San Francisco State University student slams Jewish campus group Hillel as “an extremist organization,” prompting Hillel staff member to leave campus meeting.
By Dion J. Pierre, The Algemeiner
San Francisco State University (SFSU) issued a statement denouncing antisemitism earlier this month after a student criticized the participation of a Jewish nonprofit member in a virtual campus meeting.
“Why is Hillel here?,” the student, whose identity remains unknown, said on March 9, The Jewish News of Northern California reported on Thursday. “They’re an extremist organization.”
The outburst prompted the Hillel staff member to whom the remark was directed to leave the meeting immediately, Jewish News continued. Later, Roger Feigelson, the group’s executive director, received “within an hour” a communication from the university’s vice president, Jamillah Moore, who assured him that the university would denounce the student’s actions.
“It was reported that during the meeting, a member of a student organization articulated they did not want SF Hillel members collaborating on the event and made anti-Zionist statements,” Moore later wrote in a letter to the campus community. “We want to make clear that San Francisco State University, Associate Students, and the campus community denounce antisemitism in any form. The words go against our values and our mission of creating a safe and inclusive campus community in which we all feel safe and welcomed.”

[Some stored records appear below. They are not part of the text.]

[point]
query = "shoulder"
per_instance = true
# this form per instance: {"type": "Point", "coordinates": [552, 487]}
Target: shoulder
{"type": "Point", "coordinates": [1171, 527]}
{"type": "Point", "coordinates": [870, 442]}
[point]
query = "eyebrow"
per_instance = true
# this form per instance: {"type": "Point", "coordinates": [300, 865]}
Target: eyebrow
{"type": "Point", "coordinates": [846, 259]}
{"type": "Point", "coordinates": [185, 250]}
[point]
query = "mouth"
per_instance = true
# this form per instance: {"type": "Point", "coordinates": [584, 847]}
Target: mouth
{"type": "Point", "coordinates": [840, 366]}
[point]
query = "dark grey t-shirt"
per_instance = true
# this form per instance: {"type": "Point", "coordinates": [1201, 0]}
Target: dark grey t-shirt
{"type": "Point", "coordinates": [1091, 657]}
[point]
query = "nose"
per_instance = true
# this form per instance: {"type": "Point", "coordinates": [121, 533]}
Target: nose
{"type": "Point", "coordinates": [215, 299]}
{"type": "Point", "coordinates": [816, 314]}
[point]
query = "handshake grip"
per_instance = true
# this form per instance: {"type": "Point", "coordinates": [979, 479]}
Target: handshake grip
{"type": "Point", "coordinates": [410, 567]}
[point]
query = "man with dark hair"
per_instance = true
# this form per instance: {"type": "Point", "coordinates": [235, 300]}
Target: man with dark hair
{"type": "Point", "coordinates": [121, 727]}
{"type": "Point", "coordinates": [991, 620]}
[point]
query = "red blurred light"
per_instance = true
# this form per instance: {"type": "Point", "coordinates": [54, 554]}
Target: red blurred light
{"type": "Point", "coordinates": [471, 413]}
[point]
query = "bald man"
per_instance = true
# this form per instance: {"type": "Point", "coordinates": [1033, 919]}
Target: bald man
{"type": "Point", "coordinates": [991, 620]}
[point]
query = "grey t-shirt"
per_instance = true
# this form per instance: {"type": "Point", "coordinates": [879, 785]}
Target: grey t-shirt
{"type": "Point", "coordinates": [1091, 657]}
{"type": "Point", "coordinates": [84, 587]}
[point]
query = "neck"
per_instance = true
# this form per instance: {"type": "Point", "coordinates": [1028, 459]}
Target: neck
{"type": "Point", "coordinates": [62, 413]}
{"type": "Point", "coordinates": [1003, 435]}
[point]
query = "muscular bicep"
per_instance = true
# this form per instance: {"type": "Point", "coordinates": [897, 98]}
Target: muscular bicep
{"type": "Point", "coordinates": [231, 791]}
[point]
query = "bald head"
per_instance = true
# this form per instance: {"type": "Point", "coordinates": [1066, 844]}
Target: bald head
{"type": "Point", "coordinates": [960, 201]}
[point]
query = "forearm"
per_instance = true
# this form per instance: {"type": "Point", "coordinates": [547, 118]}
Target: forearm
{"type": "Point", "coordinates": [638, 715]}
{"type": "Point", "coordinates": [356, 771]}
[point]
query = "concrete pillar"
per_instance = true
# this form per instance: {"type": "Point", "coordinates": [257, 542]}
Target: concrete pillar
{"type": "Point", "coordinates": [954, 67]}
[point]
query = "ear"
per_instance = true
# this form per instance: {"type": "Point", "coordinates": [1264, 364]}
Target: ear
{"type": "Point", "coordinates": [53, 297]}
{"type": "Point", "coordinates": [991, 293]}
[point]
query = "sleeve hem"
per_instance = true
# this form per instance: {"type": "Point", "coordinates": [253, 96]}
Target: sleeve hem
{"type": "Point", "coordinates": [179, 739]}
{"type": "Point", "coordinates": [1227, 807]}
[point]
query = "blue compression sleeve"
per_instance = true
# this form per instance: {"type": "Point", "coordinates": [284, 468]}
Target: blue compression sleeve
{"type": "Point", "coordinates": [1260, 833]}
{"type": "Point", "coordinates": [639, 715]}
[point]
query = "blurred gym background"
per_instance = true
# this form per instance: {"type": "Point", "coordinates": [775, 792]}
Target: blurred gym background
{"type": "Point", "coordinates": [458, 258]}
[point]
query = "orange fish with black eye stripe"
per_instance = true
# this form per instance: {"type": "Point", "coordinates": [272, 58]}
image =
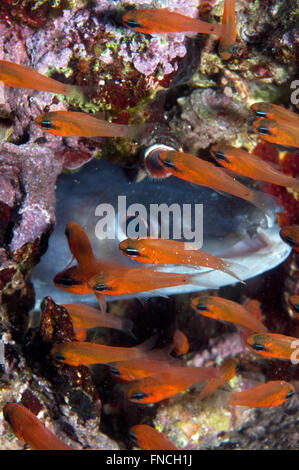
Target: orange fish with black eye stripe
{"type": "Point", "coordinates": [139, 368]}
{"type": "Point", "coordinates": [204, 173]}
{"type": "Point", "coordinates": [20, 76]}
{"type": "Point", "coordinates": [290, 235]}
{"type": "Point", "coordinates": [271, 393]}
{"type": "Point", "coordinates": [77, 352]}
{"type": "Point", "coordinates": [70, 124]}
{"type": "Point", "coordinates": [246, 164]}
{"type": "Point", "coordinates": [227, 310]}
{"type": "Point", "coordinates": [273, 345]}
{"type": "Point", "coordinates": [277, 132]}
{"type": "Point", "coordinates": [163, 251]}
{"type": "Point", "coordinates": [163, 21]}
{"type": "Point", "coordinates": [149, 438]}
{"type": "Point", "coordinates": [168, 383]}
{"type": "Point", "coordinates": [276, 113]}
{"type": "Point", "coordinates": [28, 428]}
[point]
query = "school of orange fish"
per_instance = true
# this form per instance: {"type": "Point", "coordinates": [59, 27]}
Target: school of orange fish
{"type": "Point", "coordinates": [154, 374]}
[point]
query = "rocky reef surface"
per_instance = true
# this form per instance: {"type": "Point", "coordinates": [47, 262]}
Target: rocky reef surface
{"type": "Point", "coordinates": [194, 99]}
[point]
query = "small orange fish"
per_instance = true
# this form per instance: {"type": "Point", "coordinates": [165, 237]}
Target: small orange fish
{"type": "Point", "coordinates": [203, 173]}
{"type": "Point", "coordinates": [78, 352]}
{"type": "Point", "coordinates": [271, 393]}
{"type": "Point", "coordinates": [20, 76]}
{"type": "Point", "coordinates": [273, 345]}
{"type": "Point", "coordinates": [227, 310]}
{"type": "Point", "coordinates": [84, 317]}
{"type": "Point", "coordinates": [294, 303]}
{"type": "Point", "coordinates": [290, 235]}
{"type": "Point", "coordinates": [168, 383]}
{"type": "Point", "coordinates": [275, 112]}
{"type": "Point", "coordinates": [161, 251]}
{"type": "Point", "coordinates": [149, 438]}
{"type": "Point", "coordinates": [180, 343]}
{"type": "Point", "coordinates": [28, 428]}
{"type": "Point", "coordinates": [246, 164]}
{"type": "Point", "coordinates": [227, 371]}
{"type": "Point", "coordinates": [226, 43]}
{"type": "Point", "coordinates": [70, 124]}
{"type": "Point", "coordinates": [136, 369]}
{"type": "Point", "coordinates": [281, 133]}
{"type": "Point", "coordinates": [163, 21]}
{"type": "Point", "coordinates": [132, 280]}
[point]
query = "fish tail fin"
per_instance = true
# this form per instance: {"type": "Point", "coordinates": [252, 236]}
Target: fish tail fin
{"type": "Point", "coordinates": [201, 280]}
{"type": "Point", "coordinates": [138, 131]}
{"type": "Point", "coordinates": [102, 301]}
{"type": "Point", "coordinates": [232, 269]}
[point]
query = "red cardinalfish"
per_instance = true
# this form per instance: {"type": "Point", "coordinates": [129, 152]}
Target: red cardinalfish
{"type": "Point", "coordinates": [294, 304]}
{"type": "Point", "coordinates": [273, 345]}
{"type": "Point", "coordinates": [20, 76]}
{"type": "Point", "coordinates": [271, 393]}
{"type": "Point", "coordinates": [163, 21]}
{"type": "Point", "coordinates": [85, 317]}
{"type": "Point", "coordinates": [136, 369]}
{"type": "Point", "coordinates": [226, 43]}
{"type": "Point", "coordinates": [28, 428]}
{"type": "Point", "coordinates": [131, 281]}
{"type": "Point", "coordinates": [70, 124]}
{"type": "Point", "coordinates": [276, 132]}
{"type": "Point", "coordinates": [276, 113]}
{"type": "Point", "coordinates": [290, 235]}
{"type": "Point", "coordinates": [78, 352]}
{"type": "Point", "coordinates": [227, 371]}
{"type": "Point", "coordinates": [246, 164]}
{"type": "Point", "coordinates": [149, 438]}
{"type": "Point", "coordinates": [160, 251]}
{"type": "Point", "coordinates": [203, 173]}
{"type": "Point", "coordinates": [227, 310]}
{"type": "Point", "coordinates": [180, 343]}
{"type": "Point", "coordinates": [168, 383]}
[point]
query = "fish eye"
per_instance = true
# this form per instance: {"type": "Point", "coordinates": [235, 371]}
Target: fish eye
{"type": "Point", "coordinates": [296, 307]}
{"type": "Point", "coordinates": [263, 130]}
{"type": "Point", "coordinates": [169, 164]}
{"type": "Point", "coordinates": [289, 240]}
{"type": "Point", "coordinates": [66, 281]}
{"type": "Point", "coordinates": [258, 347]}
{"type": "Point", "coordinates": [201, 307]}
{"type": "Point", "coordinates": [45, 124]}
{"type": "Point", "coordinates": [220, 156]}
{"type": "Point", "coordinates": [260, 114]}
{"type": "Point", "coordinates": [133, 24]}
{"type": "Point", "coordinates": [58, 356]}
{"type": "Point", "coordinates": [67, 232]}
{"type": "Point", "coordinates": [100, 287]}
{"type": "Point", "coordinates": [132, 436]}
{"type": "Point", "coordinates": [132, 252]}
{"type": "Point", "coordinates": [138, 396]}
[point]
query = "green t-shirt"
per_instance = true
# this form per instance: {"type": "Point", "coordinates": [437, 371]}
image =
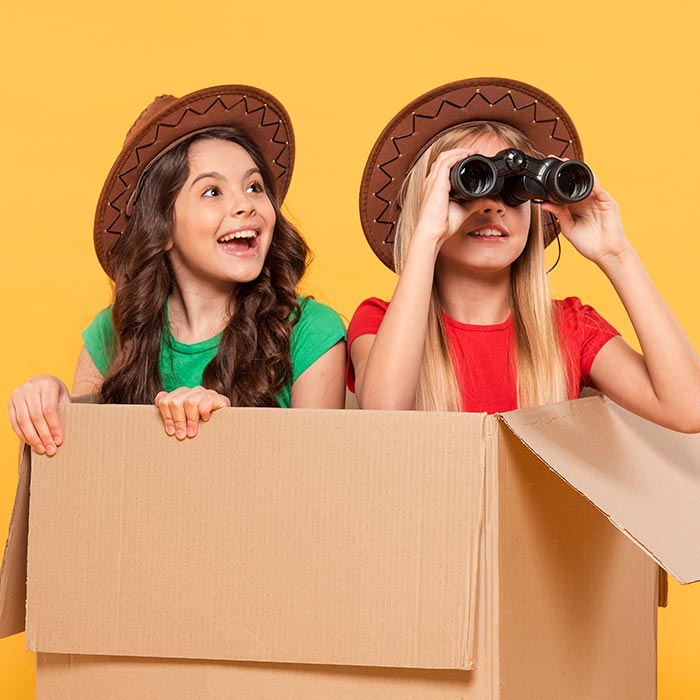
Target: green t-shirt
{"type": "Point", "coordinates": [319, 328]}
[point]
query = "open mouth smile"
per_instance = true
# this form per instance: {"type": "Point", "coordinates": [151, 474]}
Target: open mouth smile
{"type": "Point", "coordinates": [488, 233]}
{"type": "Point", "coordinates": [242, 242]}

In response to the incident, on March 30, the university will hold an event titled “Responding to Antisemitism,” which will feature the Anti-Defamation League’s (ADL) assistant regional director Alystar Sacks. Feigelson told Jewish News that he is “super impressed” with the steps the university has taken to heal any lingering wounds.
“The partnership between SF Hillel and SF State is so strong now,” he continued. “We’re on top of this and addressing it together.”
SFSU has been accused of excluding Hillel before. In 2018, two Jewish students sued San Francisco State University, accusing it of harboring “institutionalized antisemitism.” The suit cited a time when Hillel was allegedly prohibited from participating in a “Know Your Rights” information fair in Feb. 2017.
Nearly three months later, in May, Ollie Ben, Hillel’s former director, complained in an op-ed that the university “keeps the organized Jewish community at arm’s length, excludes our students from participating in campus events, allows speakers we invite to be shouted down and refuses to publicly stand against intolerance when it’s directed at the Jewish community.”
SFSU in 2019 settled the suit out of court before it went to trial, agreeing to hire a coordinator of Jewish student life and spend $200,000 on “educational efforts to promote viewpoint diversity (including but not limited to pro-Israel and Zionist viewpoints).”
In 2020, during the height of the Covid-19 pandemic, the university’s Department of Arab and Muslim Ethnicities and Diasporas Studies invited notorious Palestinian terrorist Leila Khaled — who twice hijacked planes carrying Israeli passengers as a leading member of the Popular Front for the Liberation of Palestine (PFLP) — to speak during a virtual event. Several internet media companies eventually prevented the event’s streaming on their platforms, which led to a row between the university and the professor, Rabab Abdulhadi, who invited Khaled.